Quand on est un acteur politique, il faut voir comment marchent les institutions de la République. L'amnistie ne dépend pas du gouvernement. De deux, nous n'allons pas reprendre un dialogue nouveau. Mais nous sommes disposés à faire en sorte que tous les acteurs politiques trouvent leur place dans le processus. Nous faisons en sorte que personne ne soit exclu de la grande messe qui a eu lieu au dialogue national inclusif et qui a mis en place des recommandations. Personne ne peut remettre en cause ces résolutions, même pas le président de la République. Mais nous sommes disposés à faire en sorte que tous les acteurs qui le souhaitent soient mis à l'aise, pour qu'ils puissent exercer leurs droits démocratiques. Nous devrons faire en sorte d'être responsables pour que ce pays puisse émerger vers un système démocratique nouveau, que l'unité nationale soit une réalité dans le pays. Voilà la vision qu'un homme politique doit avoir du pays. Il faut voir la perspective de l'histoire d'un autre point de vue que celui de son sort personnel. Si telle personne n'est pas d'accord avec tel ou tel aspect de la Constitution, il peut toujours appeler à voter contre cette Constitution. Il nous reste 12 mois pour mettre en place des institutions et faire les élections. Est-ce que vous pensez qu'il faut encore revenir en arrière ? Ça me paraît défier le bon sens !
Le problème, Monsieur le ministre, c'est que beaucoup d'opposants en exil craignent de rentrer. Ils demandent des garanties, comme Succès Masra lui-même.

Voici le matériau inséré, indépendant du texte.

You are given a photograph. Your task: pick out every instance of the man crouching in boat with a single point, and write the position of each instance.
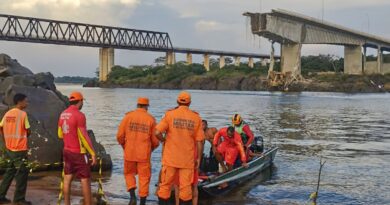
(230, 147)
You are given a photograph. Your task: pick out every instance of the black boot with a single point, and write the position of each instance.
(142, 201)
(189, 202)
(163, 201)
(133, 198)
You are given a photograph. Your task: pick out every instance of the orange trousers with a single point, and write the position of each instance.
(186, 177)
(143, 170)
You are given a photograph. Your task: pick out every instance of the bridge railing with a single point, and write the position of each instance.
(26, 29)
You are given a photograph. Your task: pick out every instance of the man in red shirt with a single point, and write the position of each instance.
(229, 148)
(243, 129)
(73, 130)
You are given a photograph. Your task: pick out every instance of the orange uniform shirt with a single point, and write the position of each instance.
(136, 134)
(183, 127)
(15, 125)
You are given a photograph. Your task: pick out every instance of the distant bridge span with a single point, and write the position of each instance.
(107, 38)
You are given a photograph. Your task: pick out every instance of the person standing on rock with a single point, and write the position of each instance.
(14, 131)
(73, 130)
(183, 128)
(136, 135)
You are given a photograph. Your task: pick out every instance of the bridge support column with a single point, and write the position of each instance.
(206, 62)
(250, 62)
(189, 58)
(237, 61)
(291, 58)
(380, 59)
(221, 61)
(263, 62)
(106, 62)
(170, 58)
(353, 60)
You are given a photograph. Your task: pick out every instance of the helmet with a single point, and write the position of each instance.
(143, 101)
(76, 96)
(236, 120)
(184, 97)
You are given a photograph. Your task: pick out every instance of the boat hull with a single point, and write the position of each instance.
(232, 179)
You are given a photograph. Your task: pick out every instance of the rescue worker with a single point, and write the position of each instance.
(72, 129)
(183, 128)
(229, 148)
(136, 134)
(194, 184)
(242, 128)
(209, 132)
(14, 131)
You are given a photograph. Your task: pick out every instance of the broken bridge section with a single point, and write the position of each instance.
(292, 30)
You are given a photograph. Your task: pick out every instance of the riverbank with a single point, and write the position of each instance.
(242, 78)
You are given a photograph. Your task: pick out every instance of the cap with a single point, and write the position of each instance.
(143, 101)
(236, 120)
(184, 97)
(74, 96)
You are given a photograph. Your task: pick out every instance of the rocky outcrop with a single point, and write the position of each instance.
(10, 67)
(45, 105)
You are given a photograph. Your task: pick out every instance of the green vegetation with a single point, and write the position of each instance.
(321, 63)
(72, 79)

Est-ce qu'il pourrait être arrêté, poursuivi par la justice s'il rentrait au Tchad ?
Moi, je ne suis pas la justice. Tout ce que je sais, c'est que même les personnes qui ont participé de façon violente aux événements du 20 octobre ont été graciées par le chef de l'État. Je ne pense pas qu'il y ait une exception pour tel ou tel opposant, il peut revenir comme tout citoyen tchadien, mais je peux vous affirmer que sa sécurité sera garantie.
Ça veut dire que si Succès Masra revient à Nnjaména, il ne sera pas arrêté ?
Je ne pense pas qu'il soit arrêté. Mais s'il est poursuivi par la justice, il répondra probablement de ses actes. Mais je ne pense pas que, si on a gracié les membres des Transformateurs, on puisse condamner Monsieur Masra à une peine de prison ou à ses partisans. Je ne peux pas, en tant que membre du gouvernement, m'avancer, mais je crois que le climat global, c'est un climat de réconciliation nationale. Maintenant, avant qu'il ne revienne, nous allons entamer des discussions pour voir dans quelles conditions, comment il va revenir, etc. Je suis disposé à l'écouter et à écouter tous les opposants qui veulent revenir. C'est ce que je fais tous les jours. Je fais revenir des opposants en leur garantissant la sécurité. Maintenant, les procédures judiciaires... On essaiera de voir dans quelles mesures la justice peut participer à l'apaisement du climat politique.